15. Google’s LaMDA and MUM
Sundar Pichai, Google’s CEO, demonstrated a model capable of managing open-ended conversations at last year’s I/O conference. After an initial prompt, LaMDA appeared to be closer to a natural conversation, following an infinite number of paths. Using natural language (text) and various images, Google’s Multitask Unified Model, or MUM, can understand complex queries during a search. MUM could be the future of search, allowing users to converse naturally while finding what they’re looking for.
16. Switch Transformer
Last year, Google Brain published a significant paper demonstrating a new language model architecture. This artificial intelligence model for natural language processing scales up to 1.6T parameters while reducing training time.
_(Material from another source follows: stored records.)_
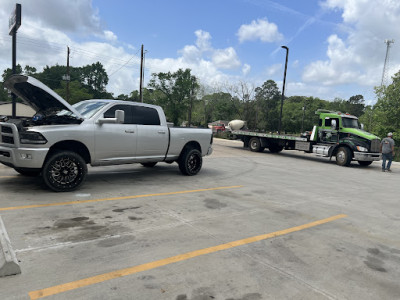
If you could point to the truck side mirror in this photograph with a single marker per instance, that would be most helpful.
(119, 118)
(333, 125)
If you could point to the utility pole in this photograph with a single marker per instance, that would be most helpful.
(141, 76)
(191, 103)
(13, 24)
(386, 64)
(68, 78)
(283, 89)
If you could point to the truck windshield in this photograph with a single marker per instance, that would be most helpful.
(350, 123)
(89, 108)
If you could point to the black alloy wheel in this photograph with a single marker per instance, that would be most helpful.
(64, 171)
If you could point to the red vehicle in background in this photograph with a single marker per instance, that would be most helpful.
(219, 127)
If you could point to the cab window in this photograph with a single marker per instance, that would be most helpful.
(145, 116)
(110, 113)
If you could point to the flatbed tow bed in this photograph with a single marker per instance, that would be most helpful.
(337, 134)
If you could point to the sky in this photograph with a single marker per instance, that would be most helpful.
(336, 47)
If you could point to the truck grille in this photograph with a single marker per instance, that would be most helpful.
(375, 145)
(5, 129)
(7, 139)
(6, 134)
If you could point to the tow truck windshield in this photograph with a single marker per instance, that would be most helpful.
(350, 123)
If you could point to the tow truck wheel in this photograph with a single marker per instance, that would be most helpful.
(64, 171)
(364, 163)
(190, 161)
(255, 145)
(343, 156)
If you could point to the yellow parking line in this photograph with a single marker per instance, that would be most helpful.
(166, 261)
(117, 198)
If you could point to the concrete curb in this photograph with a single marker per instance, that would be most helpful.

Many language models are complicated and dense; the switching transformer’s breakthrough is that it lowers computational costs while increasing accuracy and power.
17. Chinese Models: Wu Dao 2.0 and M6
Wu Dao 2.0 and M6, two models, developed specifically for the Chinese language market, were released last year. Wu Dao’s research team compares it to GPT-3 but claims the network is bigger. Meanwhile, Alibaba’s M6 is a cost-effective model that lowers computing costs while lowering the carbon footprint typically associated with training models on large datasets.